The rule also applies to any factory you write yourself: purely opaque placeholder? wrap it. Placeholder that mimics a real value? leave it raw.

A placeholder factory decides what those placeholders look like and how much information they carry. Two questions structure the choice:

Are placeholders unique per entity? Patrick and Marie should not both collapse onto a generic <<PERSON>>, otherwise the LLM cannot tell them apart. A unique placeholder per entity lets the LLM reason about relations between entities: "is the manager the same person as Patrick?" becomes "is <<PERSON:1>> the same as <<PERSON:2>>?" and gets a clear answer.
Are placeholders reversible?

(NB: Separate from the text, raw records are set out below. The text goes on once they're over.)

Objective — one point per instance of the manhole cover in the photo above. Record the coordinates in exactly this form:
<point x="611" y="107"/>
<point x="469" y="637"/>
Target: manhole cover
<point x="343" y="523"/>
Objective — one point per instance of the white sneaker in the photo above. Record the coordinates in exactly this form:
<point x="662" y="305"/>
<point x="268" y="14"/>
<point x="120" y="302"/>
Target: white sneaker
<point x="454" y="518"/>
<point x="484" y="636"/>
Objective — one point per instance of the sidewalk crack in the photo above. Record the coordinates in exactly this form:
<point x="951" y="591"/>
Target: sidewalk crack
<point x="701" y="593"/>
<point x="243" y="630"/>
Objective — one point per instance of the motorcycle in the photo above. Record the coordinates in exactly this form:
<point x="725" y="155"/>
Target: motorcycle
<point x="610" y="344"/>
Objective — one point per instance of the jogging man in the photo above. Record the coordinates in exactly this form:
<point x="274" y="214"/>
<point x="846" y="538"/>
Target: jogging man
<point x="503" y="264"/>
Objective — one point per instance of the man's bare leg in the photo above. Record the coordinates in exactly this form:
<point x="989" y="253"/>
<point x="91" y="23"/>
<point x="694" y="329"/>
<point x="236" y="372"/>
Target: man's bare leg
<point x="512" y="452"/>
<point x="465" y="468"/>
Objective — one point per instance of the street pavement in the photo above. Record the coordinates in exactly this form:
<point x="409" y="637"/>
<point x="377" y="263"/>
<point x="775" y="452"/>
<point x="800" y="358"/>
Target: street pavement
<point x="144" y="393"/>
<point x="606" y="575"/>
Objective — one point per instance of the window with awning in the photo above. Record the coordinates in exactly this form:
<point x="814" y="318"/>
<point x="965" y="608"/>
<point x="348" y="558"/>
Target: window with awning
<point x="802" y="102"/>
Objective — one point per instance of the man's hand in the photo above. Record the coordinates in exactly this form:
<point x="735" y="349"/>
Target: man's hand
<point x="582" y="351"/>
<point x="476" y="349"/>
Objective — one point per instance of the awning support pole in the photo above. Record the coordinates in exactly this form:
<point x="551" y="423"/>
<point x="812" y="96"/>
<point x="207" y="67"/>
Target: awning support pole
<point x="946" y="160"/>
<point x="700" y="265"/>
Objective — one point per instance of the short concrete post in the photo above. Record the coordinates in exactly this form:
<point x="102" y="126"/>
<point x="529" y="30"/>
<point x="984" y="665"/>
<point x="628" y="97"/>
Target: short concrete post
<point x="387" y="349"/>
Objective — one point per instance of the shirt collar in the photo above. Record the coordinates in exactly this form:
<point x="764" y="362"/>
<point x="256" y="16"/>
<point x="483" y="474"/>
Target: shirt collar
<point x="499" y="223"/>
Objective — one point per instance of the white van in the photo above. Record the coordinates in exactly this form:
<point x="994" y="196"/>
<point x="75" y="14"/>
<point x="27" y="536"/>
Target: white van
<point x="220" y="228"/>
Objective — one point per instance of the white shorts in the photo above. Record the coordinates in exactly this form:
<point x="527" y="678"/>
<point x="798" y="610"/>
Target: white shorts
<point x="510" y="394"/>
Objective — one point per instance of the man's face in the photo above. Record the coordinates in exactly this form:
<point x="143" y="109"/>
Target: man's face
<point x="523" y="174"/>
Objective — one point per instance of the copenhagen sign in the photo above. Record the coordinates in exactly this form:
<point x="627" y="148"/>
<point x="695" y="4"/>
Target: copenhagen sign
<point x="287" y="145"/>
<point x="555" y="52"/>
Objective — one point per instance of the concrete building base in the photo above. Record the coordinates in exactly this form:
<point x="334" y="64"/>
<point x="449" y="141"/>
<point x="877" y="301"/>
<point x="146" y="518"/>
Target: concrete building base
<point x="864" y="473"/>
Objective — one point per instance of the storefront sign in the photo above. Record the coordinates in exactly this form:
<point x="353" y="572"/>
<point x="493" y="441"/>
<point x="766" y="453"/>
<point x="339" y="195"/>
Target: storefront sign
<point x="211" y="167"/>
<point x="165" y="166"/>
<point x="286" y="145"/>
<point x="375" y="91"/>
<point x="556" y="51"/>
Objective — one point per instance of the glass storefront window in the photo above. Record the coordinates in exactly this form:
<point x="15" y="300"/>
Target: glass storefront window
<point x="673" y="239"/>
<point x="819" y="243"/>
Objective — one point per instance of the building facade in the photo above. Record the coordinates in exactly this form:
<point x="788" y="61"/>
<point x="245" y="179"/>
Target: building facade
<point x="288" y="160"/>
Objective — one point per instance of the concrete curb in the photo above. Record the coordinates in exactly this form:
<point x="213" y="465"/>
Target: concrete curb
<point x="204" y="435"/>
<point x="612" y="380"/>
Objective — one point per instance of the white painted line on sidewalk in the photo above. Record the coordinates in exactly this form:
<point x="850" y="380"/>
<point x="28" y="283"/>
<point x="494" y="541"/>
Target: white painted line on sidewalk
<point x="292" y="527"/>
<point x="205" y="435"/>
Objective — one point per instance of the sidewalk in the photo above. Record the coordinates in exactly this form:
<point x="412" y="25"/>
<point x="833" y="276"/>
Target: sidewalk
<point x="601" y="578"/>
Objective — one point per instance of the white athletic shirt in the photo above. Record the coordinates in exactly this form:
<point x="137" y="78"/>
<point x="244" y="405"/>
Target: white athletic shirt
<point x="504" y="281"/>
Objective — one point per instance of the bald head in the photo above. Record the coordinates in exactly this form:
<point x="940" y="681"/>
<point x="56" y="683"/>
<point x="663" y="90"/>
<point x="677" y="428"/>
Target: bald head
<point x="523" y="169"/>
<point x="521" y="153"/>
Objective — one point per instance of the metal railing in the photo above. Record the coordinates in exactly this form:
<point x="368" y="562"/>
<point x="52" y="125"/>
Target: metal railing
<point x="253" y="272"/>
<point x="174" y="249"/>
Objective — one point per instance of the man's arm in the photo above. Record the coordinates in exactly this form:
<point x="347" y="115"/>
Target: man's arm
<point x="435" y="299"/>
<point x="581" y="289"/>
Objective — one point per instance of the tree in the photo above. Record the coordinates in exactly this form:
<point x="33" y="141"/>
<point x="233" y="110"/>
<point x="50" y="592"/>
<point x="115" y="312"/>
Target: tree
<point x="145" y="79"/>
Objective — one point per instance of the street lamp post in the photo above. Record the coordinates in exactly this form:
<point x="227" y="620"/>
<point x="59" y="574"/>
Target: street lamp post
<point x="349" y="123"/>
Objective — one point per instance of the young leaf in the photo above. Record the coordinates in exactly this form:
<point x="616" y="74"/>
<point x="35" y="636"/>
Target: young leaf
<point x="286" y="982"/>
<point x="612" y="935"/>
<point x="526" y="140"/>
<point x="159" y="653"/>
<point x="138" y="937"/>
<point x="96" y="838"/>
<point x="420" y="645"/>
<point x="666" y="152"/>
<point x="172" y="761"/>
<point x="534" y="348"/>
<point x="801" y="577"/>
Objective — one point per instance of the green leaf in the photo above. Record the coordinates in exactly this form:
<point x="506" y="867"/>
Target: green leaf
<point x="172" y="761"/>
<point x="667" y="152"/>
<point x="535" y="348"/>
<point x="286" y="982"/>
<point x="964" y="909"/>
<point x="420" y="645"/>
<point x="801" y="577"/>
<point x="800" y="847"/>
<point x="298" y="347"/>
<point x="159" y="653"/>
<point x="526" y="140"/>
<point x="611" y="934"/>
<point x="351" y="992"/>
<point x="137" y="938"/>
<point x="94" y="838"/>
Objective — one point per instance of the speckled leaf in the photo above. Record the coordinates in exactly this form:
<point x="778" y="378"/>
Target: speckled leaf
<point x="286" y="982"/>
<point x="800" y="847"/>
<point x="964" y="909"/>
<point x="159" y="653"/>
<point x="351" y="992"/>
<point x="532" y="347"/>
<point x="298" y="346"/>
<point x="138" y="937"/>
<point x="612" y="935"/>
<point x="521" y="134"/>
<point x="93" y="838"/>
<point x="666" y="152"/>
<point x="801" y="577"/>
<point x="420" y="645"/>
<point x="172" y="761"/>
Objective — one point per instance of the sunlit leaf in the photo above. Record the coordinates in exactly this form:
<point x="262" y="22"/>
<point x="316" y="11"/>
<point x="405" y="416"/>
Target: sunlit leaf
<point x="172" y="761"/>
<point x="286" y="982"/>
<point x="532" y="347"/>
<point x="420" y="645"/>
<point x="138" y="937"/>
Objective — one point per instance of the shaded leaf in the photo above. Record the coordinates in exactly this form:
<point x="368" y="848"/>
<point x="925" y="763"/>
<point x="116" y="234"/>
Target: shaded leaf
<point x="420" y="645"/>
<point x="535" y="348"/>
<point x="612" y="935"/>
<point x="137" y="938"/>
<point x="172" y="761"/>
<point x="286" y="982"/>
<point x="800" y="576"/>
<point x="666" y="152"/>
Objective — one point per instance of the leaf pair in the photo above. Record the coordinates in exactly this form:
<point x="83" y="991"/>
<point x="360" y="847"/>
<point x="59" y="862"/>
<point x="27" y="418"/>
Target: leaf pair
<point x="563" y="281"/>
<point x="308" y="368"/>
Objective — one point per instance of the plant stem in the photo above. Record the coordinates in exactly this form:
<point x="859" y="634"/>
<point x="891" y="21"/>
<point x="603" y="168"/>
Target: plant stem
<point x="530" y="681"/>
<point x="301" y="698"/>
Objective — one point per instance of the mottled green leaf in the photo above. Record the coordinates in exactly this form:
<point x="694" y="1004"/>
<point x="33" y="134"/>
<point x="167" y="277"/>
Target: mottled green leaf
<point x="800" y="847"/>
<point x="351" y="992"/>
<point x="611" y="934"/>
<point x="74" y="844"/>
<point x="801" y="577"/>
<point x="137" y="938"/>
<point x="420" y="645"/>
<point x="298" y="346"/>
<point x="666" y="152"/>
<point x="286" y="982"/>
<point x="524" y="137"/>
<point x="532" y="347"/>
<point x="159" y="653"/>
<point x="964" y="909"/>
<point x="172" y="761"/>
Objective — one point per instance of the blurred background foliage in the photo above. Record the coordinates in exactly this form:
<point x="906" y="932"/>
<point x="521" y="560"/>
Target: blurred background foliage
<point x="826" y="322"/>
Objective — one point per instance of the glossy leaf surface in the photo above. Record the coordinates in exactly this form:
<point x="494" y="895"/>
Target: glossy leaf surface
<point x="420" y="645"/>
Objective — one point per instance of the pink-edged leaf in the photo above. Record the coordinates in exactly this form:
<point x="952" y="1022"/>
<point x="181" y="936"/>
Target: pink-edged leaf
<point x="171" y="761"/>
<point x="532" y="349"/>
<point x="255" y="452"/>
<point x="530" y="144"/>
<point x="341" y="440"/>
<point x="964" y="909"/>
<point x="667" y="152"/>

Given a placeholder alone, can the original value be recovered without consulting the cache? This is the precondition for the middleware's string-replacement step on tool arguments. If two placeholders collapse onto the same <<PERSON>>, there is no way to know which original to restore.

Seven families of factories sit at different points on that spectrum, and the choice has direct consequences on which ToolCallStrategy you can use safely. See Tool-call strategies for the runtime side.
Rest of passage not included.